In the evening classes I will provide a brief and lively review of the fundamental grammatical constructions of English, drawing mainly on The Cambridge Grammar of the English Language (CGEL). The lectures will constitute a guide to how to make intelligent use of CGEL as a reference work, and will also include a brief comparison between the category system that CGEL uses and the remarkably similar one employed for the annotation of the Penn Treebank.


Jian Su (Institute for Infocomm Research, Singapore), [advanced, 4 hours]

Coreference Resolution and Discourse Relation Recognition

Coreference resolution, the task of linking different mentions of the same entity or event in the text, is important for an intelligent natural language processing system. We will present methods for intra- and inter-document coreference resolutions on both entities and events. The part on cross document coreference resolution on entities and entity linking will be a further extension from the corresponding portion on entity linking in the Semantic Processing of Text course.

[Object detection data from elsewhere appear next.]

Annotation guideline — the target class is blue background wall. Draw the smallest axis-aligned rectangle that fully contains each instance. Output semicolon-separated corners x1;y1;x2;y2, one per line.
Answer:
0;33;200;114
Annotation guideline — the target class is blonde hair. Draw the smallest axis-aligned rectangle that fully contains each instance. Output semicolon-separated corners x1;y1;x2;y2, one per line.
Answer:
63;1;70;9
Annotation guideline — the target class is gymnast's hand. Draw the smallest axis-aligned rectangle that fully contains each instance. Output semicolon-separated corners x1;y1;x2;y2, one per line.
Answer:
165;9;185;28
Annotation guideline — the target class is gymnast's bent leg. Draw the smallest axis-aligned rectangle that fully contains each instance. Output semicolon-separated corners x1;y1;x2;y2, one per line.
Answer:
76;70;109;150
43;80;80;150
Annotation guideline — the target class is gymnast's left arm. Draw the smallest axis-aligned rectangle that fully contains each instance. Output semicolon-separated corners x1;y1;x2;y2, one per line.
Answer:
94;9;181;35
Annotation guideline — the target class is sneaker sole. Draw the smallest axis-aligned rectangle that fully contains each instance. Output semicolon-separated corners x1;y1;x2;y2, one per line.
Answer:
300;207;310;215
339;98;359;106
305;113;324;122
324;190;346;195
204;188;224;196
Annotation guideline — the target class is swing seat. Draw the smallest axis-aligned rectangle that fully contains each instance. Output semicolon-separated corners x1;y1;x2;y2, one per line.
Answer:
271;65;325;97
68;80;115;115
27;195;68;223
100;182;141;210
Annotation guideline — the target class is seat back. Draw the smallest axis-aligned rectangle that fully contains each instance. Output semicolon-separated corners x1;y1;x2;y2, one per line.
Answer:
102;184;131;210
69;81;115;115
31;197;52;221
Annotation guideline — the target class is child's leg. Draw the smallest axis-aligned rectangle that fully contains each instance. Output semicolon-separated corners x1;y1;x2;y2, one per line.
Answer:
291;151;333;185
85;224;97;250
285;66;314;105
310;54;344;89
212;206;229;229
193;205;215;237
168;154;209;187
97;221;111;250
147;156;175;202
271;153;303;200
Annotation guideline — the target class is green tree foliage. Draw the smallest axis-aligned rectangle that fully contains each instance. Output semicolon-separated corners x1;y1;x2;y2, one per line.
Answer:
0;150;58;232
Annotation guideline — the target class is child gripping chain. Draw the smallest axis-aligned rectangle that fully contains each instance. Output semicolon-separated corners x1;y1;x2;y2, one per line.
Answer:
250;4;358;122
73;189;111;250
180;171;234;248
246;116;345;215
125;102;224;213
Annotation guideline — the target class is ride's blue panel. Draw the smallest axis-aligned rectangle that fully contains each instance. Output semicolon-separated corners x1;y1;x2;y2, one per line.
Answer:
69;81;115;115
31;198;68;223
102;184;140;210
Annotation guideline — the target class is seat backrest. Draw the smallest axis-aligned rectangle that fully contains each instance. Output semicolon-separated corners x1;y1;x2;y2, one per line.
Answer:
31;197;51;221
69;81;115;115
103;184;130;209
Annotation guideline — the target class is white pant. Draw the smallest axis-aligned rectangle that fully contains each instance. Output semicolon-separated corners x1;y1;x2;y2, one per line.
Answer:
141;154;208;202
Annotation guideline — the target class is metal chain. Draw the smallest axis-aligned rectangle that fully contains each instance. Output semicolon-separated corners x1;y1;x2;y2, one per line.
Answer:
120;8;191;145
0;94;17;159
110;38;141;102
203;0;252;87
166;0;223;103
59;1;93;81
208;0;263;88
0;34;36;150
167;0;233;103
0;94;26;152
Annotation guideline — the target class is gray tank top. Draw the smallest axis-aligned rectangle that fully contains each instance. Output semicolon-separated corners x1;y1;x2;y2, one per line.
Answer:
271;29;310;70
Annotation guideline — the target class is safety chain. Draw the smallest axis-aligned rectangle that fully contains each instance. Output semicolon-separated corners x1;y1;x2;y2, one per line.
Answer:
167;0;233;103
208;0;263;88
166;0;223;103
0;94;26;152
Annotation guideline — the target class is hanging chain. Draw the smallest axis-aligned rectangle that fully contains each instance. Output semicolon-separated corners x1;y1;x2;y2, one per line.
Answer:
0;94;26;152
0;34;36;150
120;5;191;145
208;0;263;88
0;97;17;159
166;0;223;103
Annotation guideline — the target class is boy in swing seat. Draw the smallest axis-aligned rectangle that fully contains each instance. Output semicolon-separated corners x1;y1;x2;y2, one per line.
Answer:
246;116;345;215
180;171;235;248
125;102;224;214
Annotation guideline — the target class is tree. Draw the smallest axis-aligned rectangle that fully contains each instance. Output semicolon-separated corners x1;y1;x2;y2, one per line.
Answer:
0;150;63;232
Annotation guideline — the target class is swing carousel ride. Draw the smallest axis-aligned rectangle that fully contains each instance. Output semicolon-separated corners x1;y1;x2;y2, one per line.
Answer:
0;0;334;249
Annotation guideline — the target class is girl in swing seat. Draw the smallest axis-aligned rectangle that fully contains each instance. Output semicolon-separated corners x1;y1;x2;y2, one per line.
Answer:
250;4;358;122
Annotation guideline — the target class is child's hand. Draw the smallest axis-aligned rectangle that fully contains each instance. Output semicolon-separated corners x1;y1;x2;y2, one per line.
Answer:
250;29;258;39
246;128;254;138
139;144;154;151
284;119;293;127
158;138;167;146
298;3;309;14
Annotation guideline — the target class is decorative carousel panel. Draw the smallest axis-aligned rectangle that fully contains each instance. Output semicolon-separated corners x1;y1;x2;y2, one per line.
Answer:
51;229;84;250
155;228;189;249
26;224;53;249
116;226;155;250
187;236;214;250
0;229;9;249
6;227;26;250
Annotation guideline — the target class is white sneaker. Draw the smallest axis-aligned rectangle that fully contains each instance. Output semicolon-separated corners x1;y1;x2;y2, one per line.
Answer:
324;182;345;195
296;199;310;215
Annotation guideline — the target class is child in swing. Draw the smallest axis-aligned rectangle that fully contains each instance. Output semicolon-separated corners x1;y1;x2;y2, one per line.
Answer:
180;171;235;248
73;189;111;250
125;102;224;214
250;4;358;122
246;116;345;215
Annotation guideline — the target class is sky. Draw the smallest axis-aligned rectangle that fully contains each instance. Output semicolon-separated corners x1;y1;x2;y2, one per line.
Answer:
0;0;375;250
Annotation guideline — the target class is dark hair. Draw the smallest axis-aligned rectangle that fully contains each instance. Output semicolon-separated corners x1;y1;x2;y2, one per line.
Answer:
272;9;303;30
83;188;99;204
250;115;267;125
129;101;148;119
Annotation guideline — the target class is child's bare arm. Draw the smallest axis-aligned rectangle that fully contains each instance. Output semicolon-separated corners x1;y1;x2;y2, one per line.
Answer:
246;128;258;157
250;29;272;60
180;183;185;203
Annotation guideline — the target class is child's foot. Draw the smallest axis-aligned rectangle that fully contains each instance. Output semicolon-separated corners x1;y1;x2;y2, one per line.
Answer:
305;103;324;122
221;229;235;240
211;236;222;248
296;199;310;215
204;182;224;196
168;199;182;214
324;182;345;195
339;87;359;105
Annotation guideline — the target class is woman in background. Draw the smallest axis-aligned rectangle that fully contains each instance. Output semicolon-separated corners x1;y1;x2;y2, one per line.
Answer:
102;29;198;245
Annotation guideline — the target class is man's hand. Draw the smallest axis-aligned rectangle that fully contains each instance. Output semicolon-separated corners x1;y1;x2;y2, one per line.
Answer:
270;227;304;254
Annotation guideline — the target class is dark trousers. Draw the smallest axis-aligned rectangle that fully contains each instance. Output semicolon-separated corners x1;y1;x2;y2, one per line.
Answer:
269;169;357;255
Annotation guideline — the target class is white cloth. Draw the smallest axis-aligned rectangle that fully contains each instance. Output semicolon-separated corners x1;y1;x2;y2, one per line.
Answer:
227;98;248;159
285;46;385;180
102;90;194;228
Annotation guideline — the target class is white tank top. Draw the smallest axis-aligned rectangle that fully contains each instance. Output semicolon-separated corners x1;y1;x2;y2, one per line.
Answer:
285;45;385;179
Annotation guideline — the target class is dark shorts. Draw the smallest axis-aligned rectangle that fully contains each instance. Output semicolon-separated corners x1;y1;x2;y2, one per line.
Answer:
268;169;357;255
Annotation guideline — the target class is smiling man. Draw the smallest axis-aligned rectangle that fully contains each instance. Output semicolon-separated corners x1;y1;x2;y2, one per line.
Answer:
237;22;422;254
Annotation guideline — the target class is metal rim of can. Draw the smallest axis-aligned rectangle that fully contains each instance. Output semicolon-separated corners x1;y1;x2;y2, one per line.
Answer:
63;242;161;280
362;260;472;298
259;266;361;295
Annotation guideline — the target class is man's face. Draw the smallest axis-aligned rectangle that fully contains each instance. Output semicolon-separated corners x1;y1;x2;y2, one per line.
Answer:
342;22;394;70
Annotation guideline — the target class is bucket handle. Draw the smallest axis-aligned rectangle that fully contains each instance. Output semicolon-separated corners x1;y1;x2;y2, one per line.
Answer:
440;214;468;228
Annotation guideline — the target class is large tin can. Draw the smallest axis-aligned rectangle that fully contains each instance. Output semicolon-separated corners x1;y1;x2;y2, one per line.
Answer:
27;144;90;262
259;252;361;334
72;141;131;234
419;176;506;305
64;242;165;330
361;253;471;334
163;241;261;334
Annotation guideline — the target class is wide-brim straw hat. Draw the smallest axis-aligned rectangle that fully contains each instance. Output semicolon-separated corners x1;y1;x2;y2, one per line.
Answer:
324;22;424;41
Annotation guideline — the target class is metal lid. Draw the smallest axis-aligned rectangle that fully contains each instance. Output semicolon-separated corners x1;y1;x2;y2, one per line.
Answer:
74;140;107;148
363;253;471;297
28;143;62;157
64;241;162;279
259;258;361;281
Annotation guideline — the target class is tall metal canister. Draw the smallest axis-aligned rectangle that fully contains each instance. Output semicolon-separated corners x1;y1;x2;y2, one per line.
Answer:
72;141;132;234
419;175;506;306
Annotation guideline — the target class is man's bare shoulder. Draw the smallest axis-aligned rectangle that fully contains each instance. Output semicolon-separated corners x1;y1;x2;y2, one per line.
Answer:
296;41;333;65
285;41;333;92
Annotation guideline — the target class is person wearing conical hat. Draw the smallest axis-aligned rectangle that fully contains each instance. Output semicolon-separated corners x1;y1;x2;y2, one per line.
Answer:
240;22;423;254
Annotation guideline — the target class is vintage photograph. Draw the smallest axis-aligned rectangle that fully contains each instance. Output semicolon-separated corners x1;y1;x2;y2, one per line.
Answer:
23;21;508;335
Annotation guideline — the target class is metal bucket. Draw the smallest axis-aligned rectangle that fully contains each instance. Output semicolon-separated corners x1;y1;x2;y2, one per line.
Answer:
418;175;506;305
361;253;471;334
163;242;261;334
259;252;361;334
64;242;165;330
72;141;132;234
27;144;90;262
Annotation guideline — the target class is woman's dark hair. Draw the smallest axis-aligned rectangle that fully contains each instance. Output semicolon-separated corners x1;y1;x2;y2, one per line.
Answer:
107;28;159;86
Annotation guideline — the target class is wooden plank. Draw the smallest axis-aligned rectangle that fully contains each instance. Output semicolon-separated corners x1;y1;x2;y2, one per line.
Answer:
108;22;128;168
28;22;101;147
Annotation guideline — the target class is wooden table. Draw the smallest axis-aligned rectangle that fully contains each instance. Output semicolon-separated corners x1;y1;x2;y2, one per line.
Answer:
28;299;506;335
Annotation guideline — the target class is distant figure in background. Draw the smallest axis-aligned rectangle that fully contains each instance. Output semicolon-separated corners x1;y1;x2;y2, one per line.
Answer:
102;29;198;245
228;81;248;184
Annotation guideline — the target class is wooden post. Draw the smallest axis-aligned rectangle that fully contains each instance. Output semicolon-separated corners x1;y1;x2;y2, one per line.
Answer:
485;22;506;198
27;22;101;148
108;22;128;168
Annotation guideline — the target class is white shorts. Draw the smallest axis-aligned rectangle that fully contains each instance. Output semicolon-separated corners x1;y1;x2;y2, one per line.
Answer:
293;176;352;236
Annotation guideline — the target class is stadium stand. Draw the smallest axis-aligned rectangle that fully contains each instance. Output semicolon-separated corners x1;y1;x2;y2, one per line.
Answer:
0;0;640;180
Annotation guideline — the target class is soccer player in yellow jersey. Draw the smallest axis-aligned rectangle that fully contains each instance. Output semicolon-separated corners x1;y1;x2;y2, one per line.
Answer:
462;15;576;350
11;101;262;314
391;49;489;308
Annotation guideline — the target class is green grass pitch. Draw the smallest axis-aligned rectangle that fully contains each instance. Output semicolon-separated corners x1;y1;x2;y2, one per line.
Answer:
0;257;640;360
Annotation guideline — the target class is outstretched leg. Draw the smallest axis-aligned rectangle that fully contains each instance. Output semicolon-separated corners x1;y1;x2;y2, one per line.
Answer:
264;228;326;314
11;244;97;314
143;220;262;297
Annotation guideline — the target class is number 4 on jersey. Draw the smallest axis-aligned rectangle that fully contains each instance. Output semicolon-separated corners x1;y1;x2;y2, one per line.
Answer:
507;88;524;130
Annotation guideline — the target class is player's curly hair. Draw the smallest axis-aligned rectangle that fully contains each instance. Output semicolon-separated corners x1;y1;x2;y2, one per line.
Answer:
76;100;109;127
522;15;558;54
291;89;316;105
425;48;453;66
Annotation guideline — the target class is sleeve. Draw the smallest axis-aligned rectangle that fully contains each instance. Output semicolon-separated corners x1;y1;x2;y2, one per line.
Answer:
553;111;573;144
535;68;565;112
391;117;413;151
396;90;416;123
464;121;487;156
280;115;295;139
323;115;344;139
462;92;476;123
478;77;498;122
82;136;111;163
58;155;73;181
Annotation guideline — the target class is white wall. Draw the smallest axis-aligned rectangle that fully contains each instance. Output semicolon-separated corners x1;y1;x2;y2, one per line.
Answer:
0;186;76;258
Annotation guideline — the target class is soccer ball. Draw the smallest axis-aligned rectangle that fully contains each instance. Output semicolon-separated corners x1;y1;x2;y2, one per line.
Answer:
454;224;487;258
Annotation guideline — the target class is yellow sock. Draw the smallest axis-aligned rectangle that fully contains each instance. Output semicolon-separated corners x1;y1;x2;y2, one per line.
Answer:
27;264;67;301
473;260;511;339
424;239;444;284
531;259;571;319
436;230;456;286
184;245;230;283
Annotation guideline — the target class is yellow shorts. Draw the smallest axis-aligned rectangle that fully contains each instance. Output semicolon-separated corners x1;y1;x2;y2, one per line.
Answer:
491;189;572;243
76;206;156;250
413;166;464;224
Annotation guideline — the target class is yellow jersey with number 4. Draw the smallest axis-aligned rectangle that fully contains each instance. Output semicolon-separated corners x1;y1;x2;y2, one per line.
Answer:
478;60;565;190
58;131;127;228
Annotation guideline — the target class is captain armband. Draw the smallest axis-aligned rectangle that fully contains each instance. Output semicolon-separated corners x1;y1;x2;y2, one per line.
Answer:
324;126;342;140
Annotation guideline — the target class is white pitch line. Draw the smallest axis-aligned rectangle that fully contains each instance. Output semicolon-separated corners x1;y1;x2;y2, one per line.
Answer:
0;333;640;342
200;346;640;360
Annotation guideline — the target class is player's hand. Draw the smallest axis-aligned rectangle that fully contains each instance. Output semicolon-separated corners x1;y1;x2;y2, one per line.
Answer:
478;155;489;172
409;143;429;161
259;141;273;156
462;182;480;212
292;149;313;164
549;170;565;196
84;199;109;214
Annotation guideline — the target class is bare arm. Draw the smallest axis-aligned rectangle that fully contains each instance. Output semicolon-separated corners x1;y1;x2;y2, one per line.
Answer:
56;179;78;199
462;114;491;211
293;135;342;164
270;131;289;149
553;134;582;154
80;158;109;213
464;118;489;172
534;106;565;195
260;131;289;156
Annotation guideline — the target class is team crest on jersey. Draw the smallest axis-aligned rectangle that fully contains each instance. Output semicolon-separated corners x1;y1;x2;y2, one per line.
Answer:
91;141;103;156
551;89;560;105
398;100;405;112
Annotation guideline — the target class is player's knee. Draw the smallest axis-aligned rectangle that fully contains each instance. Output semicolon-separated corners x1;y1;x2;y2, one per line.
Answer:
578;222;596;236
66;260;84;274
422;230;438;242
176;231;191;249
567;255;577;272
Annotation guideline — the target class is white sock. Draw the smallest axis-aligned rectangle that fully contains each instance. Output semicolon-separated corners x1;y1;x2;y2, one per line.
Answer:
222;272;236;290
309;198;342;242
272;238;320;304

Furthermore, we will also present approaches for recognizing discourse relations to capture the internal structures and logical relations of coherent text units, such as Temporal, Causal and Contrast relations. Discourse relation recognition is an important technology for many natural language processing applications as well, such as summarization, information extraction and question answering.


Christoph Tillmann (IBM T.J. Watson Research Center), [intermediate, 6 hours]

Simple and Effective Algorithms and Models for Non-hierarchical Statistical Machine Translation

In the area of statistical machine translation, non-hierarchical alignment and phrase-based translation models yield close to the state-of-the-art translation results despite their conceptual simplicity. We will give a detailed presentation of algorithms and models for some key problems in statistical machine translation: dynamic-programming based beam-search, large-scale discriminative training, and comparable data extraction. We will trace related work in the field with respect to these algorithms while presenting some simple and efficient solutions.


David R. Traum (U Southern California), [introductory, 8 hours]

Approaches to Dialogue Systems and Dialogue Management

This introductory course will present an overview of some of the most popular current approaches to dialogue system organization. In the first lecture, we will briefly survey some prominent dialogue domains and systems to engage in dialogue within those domains. We will go over the different functional components of a dialogue system and some different approaches to provide that functionality. In the remaining lectures, we will focus on the dialogue management component, and discuss different approaches to dialogue manager construction, including initiative-response techniques, Information Retrieval-inspired techniques, finite state systems, frame based, plan- and agent-based, and information-state based methods. Included will be demonstrations of some representative systems and dialogue system toolkits.